This depository stores some of my experimented projects. Welcome to check it out and give any feedback, so that we can improve the cases even better.
01-Classification-Modeling-on-Hotel-Scoring
Comparing the performance of models among MLP, Xgboost, and Logistic, and choose Logistic Model as the final choice. The final model reaches 0.62 in accuracy and 0.61 in F1 score in three classes scenario. If we look deeper, the share of each class are 35%, 29%, 36%, which compared to the precision from the predicted result for each class 68%, 47%, 65%, we can say that Logistic Model doubles the precision generally.
02-Mass-Transit-Analysis
By the end of this analysis, I am able to come up with a list of suggested stations for ads placement.
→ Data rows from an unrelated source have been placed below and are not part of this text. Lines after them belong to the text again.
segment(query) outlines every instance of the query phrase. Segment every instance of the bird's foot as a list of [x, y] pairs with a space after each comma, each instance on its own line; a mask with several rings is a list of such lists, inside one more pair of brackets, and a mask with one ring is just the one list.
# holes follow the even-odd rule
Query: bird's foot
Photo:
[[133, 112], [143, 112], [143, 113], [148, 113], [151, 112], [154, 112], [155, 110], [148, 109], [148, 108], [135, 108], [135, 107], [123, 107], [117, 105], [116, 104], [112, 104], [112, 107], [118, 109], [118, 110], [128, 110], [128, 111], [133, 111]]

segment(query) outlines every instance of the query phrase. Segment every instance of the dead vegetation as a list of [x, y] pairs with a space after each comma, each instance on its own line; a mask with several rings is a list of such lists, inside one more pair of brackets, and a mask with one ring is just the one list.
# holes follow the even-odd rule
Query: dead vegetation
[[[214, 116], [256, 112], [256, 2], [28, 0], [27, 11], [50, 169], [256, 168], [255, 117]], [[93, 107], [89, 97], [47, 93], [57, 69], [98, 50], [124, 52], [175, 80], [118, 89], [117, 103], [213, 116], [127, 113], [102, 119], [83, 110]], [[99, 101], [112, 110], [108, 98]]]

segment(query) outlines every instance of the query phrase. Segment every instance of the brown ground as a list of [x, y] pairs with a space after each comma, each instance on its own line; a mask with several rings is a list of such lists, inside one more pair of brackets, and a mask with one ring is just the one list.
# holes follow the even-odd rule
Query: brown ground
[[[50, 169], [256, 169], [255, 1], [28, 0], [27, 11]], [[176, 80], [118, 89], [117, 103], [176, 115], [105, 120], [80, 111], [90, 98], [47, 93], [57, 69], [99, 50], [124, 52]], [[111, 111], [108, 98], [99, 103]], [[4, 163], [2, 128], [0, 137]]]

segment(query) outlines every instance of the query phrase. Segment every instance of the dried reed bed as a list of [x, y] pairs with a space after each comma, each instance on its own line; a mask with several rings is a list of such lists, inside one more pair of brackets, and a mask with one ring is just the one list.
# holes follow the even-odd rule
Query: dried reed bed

Adhering to the stations, I also obtain a table of expected commute time for various subway routes.
04-Model-Comparison-Word2vec-Doc2vec-TfIdfWeighted
In this post, I'd like to test out the effect of different kinds of wordembeddings on text classifier.
The wordembeddings investigated here include word2vec, TF-IDF weighted word2vec, pre-train GloVe word2vec and doc2vec.
It turns out that there is no significant difference among their performance, in the meantime, pre-train Glove and doc2vec alone seem to under-perform a bit compared with others.
05-Try-out-Spacy-Pretrain
This post focuses on trying out spaCy's new BERT-style language pre-training feature.
First, I set up a classifier without pre-training and then compare it with one initiated with pre-training.
It turns out the classifier without pre-training has higher score on both f1 and accuracy.
Nonetheless, take it with a grain of salt. If we look closely, the one with pre-training performs better at identifying rare classes.
It still has its own merits if identifying rare classes matter.
06-Recsys-Variants-SVD-Recommender
This post consists of 5 jupyter notebookes, beginning from data preprocessing to model training. In this post, we focus on CF, particularly SVD-based algorithms. We'll practice on building not only SVD based model, but also its variations, such as one with regularization and the other, neural network adopted. The final founding is that recommender built on neural network(NCF) has the best performance in terms of RMSE. Nevertheless, most SVD based models can roughly achieve quality result as long as each item and user of the dataset having enough interaction records, meaning no significant problem of cold-start.